Branded Research’s team of four app developers works out of Howard Hughes’ original office at the Santa Monica Airport, taking the occasional movie break at the office’s 35-seat theater. The company’s first success was an iWakeUpCall app featuring Vinnie Jones, an English soccer star now known for his acting in movies such as “X-Men: The Last Stand.”

Working with celebrities may have helped the company get attention, but it’s also the cause of some headaches.

“They are on their own time and expect everything for free or at reduced rates,” McNulty said. “And everyone, from managers to attorneys, has to have their say.”

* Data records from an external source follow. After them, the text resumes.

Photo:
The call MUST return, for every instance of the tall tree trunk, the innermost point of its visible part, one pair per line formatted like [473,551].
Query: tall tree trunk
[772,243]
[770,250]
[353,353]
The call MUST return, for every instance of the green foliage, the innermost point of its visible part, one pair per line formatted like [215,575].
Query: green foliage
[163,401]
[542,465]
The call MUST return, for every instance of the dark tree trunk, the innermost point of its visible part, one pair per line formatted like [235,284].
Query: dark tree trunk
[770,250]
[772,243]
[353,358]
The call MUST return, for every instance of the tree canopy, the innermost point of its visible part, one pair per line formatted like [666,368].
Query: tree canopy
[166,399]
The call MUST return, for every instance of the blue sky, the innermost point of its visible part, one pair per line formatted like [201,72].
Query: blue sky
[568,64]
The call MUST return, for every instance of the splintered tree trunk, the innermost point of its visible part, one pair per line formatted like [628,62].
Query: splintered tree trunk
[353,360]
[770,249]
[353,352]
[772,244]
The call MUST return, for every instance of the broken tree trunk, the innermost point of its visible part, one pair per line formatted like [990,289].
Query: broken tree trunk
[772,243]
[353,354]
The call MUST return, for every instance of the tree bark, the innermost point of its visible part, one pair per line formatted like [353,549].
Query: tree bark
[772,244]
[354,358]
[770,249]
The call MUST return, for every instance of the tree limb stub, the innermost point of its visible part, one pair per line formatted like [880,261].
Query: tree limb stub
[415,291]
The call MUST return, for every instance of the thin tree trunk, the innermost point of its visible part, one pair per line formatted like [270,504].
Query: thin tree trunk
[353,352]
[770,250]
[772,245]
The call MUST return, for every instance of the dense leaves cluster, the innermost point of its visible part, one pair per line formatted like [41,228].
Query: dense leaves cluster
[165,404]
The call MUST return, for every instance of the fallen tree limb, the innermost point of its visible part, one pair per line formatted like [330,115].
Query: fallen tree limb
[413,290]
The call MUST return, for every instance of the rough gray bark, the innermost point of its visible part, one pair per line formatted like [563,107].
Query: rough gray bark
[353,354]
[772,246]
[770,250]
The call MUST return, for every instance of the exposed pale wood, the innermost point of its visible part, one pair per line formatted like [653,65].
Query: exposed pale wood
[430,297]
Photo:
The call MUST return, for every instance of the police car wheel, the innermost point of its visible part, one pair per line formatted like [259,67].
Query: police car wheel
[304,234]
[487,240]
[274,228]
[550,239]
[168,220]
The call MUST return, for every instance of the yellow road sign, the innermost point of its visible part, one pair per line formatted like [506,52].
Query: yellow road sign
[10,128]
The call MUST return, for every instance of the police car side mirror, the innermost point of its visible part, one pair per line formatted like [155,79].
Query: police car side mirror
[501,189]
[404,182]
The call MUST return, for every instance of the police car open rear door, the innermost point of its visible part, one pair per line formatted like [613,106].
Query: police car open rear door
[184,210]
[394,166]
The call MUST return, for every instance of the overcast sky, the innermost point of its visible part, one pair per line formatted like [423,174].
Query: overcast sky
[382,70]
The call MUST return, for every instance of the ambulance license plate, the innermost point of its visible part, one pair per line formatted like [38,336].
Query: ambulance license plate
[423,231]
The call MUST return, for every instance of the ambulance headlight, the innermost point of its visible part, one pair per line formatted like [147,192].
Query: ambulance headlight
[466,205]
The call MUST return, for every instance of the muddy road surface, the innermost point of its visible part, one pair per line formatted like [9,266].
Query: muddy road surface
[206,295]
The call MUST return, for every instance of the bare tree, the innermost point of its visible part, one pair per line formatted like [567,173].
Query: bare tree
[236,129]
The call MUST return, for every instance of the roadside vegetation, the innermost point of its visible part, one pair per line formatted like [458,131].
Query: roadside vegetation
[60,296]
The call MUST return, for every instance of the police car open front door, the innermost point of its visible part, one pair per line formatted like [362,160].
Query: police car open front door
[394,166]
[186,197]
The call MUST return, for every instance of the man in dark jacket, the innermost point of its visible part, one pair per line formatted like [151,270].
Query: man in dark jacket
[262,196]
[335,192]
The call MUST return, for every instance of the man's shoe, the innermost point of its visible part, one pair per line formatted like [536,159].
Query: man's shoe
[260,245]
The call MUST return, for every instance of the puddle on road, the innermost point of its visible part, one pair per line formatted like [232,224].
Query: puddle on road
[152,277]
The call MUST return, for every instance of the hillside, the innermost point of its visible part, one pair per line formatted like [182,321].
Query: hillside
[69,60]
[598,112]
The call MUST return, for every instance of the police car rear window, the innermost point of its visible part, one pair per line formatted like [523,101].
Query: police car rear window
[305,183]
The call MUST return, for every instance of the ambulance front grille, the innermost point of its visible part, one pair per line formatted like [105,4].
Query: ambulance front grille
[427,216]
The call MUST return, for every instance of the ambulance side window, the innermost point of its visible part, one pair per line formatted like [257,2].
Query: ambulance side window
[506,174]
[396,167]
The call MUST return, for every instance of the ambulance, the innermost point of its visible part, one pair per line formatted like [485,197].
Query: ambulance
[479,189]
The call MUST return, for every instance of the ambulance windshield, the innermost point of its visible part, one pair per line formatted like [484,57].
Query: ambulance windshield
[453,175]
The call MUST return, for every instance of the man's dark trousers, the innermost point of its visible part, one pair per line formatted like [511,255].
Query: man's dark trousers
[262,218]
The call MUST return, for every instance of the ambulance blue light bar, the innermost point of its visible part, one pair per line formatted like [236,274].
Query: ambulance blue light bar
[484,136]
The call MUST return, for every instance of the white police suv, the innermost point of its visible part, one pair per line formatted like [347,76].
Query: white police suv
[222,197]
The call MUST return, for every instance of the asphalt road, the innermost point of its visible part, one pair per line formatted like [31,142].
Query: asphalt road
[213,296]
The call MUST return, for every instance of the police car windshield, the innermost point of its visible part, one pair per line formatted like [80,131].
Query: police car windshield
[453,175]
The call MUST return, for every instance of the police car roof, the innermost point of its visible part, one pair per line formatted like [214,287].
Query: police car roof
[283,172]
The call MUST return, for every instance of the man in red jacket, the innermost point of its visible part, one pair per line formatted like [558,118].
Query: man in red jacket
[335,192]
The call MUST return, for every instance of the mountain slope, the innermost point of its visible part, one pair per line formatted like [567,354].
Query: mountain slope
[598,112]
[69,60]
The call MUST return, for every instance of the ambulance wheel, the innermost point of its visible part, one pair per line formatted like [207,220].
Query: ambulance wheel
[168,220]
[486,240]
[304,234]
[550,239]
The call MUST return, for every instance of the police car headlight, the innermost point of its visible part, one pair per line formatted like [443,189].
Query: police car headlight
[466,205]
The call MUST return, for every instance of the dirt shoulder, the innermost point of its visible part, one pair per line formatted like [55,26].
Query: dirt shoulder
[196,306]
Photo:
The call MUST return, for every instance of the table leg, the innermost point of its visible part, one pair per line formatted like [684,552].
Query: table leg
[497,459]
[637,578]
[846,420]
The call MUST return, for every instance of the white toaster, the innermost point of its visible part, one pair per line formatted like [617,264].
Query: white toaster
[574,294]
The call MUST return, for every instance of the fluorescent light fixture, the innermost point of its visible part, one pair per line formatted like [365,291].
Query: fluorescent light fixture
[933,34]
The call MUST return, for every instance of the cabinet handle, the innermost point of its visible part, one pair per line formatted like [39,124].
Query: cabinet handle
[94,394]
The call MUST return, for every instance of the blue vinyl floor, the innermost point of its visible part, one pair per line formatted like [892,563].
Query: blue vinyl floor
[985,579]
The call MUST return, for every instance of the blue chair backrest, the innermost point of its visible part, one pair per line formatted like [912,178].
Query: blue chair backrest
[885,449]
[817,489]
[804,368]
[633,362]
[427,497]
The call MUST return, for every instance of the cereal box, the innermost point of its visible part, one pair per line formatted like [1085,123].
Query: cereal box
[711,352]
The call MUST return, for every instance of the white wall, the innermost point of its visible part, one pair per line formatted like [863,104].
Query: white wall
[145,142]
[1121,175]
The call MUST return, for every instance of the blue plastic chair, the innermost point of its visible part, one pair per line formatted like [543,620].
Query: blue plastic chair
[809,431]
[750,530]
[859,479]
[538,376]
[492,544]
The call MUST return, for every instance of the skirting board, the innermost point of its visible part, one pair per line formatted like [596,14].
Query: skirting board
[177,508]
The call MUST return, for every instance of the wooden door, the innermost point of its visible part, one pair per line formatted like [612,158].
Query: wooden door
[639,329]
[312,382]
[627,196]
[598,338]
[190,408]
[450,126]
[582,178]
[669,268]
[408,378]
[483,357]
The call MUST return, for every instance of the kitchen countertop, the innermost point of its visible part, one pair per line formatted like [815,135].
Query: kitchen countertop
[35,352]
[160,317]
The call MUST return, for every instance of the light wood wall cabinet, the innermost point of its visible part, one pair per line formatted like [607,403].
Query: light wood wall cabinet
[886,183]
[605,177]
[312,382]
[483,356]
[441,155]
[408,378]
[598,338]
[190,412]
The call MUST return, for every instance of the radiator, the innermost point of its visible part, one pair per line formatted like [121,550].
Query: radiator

Branded Research makes the majority of its apps for Apple’s iPhone platform. That’s because the Apple App Store is the most heavily visited site with apps available for download. It’s expected to offer some 100,000 apps by the end of this year, according to San Francisco mobile phone application research firm Flurry Inc.

Branded Research charges clients $5,000 to make basic apps and up to six figures for more complicated and time-consuming apps. The company also provides free maintenance during the lifetime of an application.

Since getting into the smart phone app business, Gaffney and McNulty have learned that a large part of the process is navigating Apple’s application approval process.

Apple reviews each app to determine whether it is offensive, obscene or violates any other of the company’s restrictions. Apple will sometimes send an app back to the developer and request revisions. The developer can resubmit the revised version and get approval, or requests for more revisions.

Gaffney and McNulty know that it can take months for an app to receive final approval. They warn clients about the lengthy wait.

“We try to underpromise, but you can only underpromise so much,” Gaffney said. The longest Branded Research has had to wait for approval: four months for the company’s iWakeUpGirls app. That’s because the app features 11 different female models, some in bikinis, and Apple made multiple requests for revisions.

But the wait time hasn’t deterred Gaffney and McNulty yet, and they are continuing on the app path. Branded Research is working on an app for a software dictation device that could be used by college students to help translate lectures into notes.

“We are transitioning from solely entertainment -based to business enterprise apps,” Gaffney said. “There’s more money it, and people know what they want – you can build to spec – and are easier to work with.”